Brickfield
British Ceramics Biennial
Through our Clay Exchange programme we are exploring how Clay Country can re-connect to Ceramic City, Stoke-on-Trent, the historic heartland of ceramic production where millions of tonnes of St Austell’s china clay have been sent, and a city also looking to refashion it’s future through its industrial past. This relationship is currently being re-imagined through Brickfield, which aims to re-introduce the china clay pits to people in St Austell and Stoke-on-Trent as a place of human production through the humble brick.
In 2019, we exchanged white china clay with red etruria marl clay for brick making at the Brickfield site in Blackpool Pit and for community brickmaking at Middleport Pottery where the china clay would have arrived from Cornwall by barge.
The British Ceramics Biennial started in 2009 and has grown to be the single largest ceramics event in the UK. The biennial is a catalyst for regeneration within Stoke-on-Trent and is helping to solidify the city as the international centre for contemporary ceramics. Through its practices, the BCB has helped to bring art, creative energy and attention to the city; facilitating new public engagement within local communities; and for visitors and tourists.

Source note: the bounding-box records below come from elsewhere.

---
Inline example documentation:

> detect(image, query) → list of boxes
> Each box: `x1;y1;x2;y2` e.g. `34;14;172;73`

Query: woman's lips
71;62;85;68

The biennial showcases the work of the UK’s leading ceramicists through various exhibitions and events across Stoke. As well as holding this prestigious event, the BCB has a programme of commissions, education and community projects that run throughout the year for artists to partake in.
Over 5 weeks in September, the BCB festival takes place boasting an ambitious programme of exhibitions, installations and hands on workshops for those visiting to enjoy. Many of the artists involved with the Whitegold International Prize are involved in exhibiting at the festival.
Artists at Middleport Pottery, where they film the Pottery Throw Down and where china clay from St Austell would have arrived by barge, are making bricks with a clay mix that uses kaolin from Cornwall. Meanwhile we’re soon to be mixing their etruria red marl clay into our @brickfield ‘muck’. All in the spirit of exchange and marking our shared heritage!